The treatment of renal failure in multiple myeloma

Adam, Z.; Krejcí, M.; Tichý, M.; Stepánková, S.; Pour, L.; Hájek, R.

Vnitrni Lekarstvi 55(6): 570-582

2009


ISSN/ISBN: 0042-773X
PMID: 19662889
Document Number: 637202
While in some patients, renal failure is the only, isolated sign of multiple myeloma, other patients have further simultaneous symptoms (signs of bone destruction, hypercalcaemia, cytopenia). Therefore, differential diagnosis of renal failure should always include monoclonal gametopathy-associated nephropathy. Renal damage is caused dominantly by free light chains. Elevated early mortality reaches 30% during the first 3 months and complicates treatment of patients with multiple myeloma with renal failure.
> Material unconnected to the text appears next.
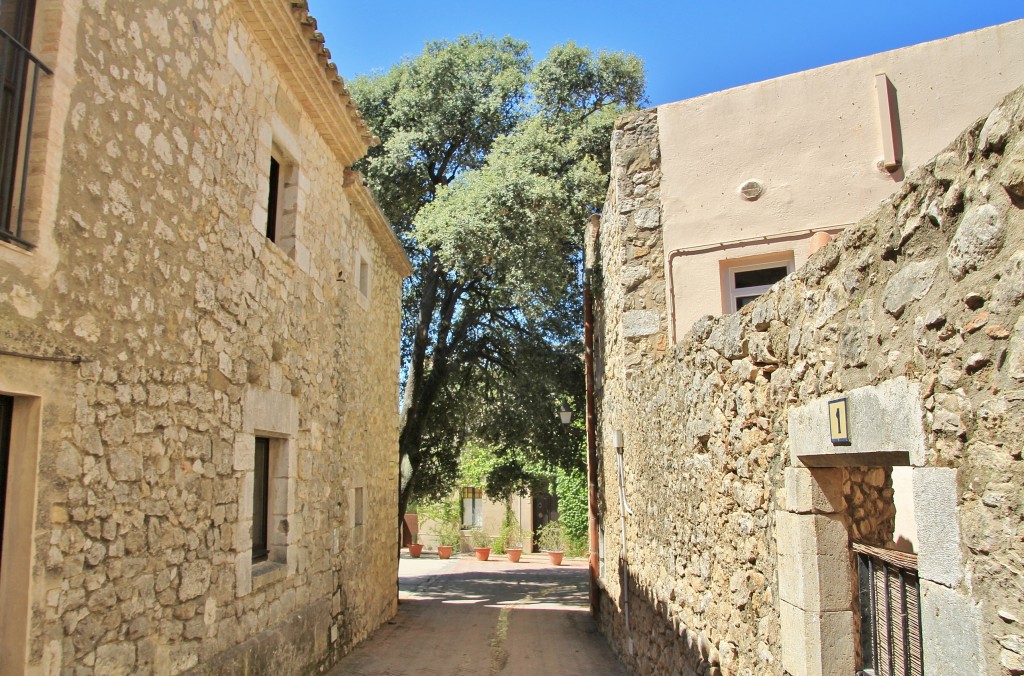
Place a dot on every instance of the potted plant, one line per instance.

More serious the renal damage caused by monoclonal immunoglobulin is, less likely is the improvement of renal function following treatment. Early diagnosis at the time when renal impairment is still reversible is extremely important for the patient's prognosis. Treatment regimens with high-dose glucocorticoids form the basis of treatment. Combined treatments with new, highly effective drugs (bortezomib or thalidomide) with high-dose glucocorticoids and an alkylating cytostatic agent, or with doxorubicin, have the fastest onset of action and thus provide the highest likelihood that haematological treatment response will be followed by improved renal function. High-dose chemotherapy is recommended in patients with persisting renal failure, particularly in the subgroup of patients with chemotherapy-sensitive disease; melphalan dose should not exceed 140 mg/m2.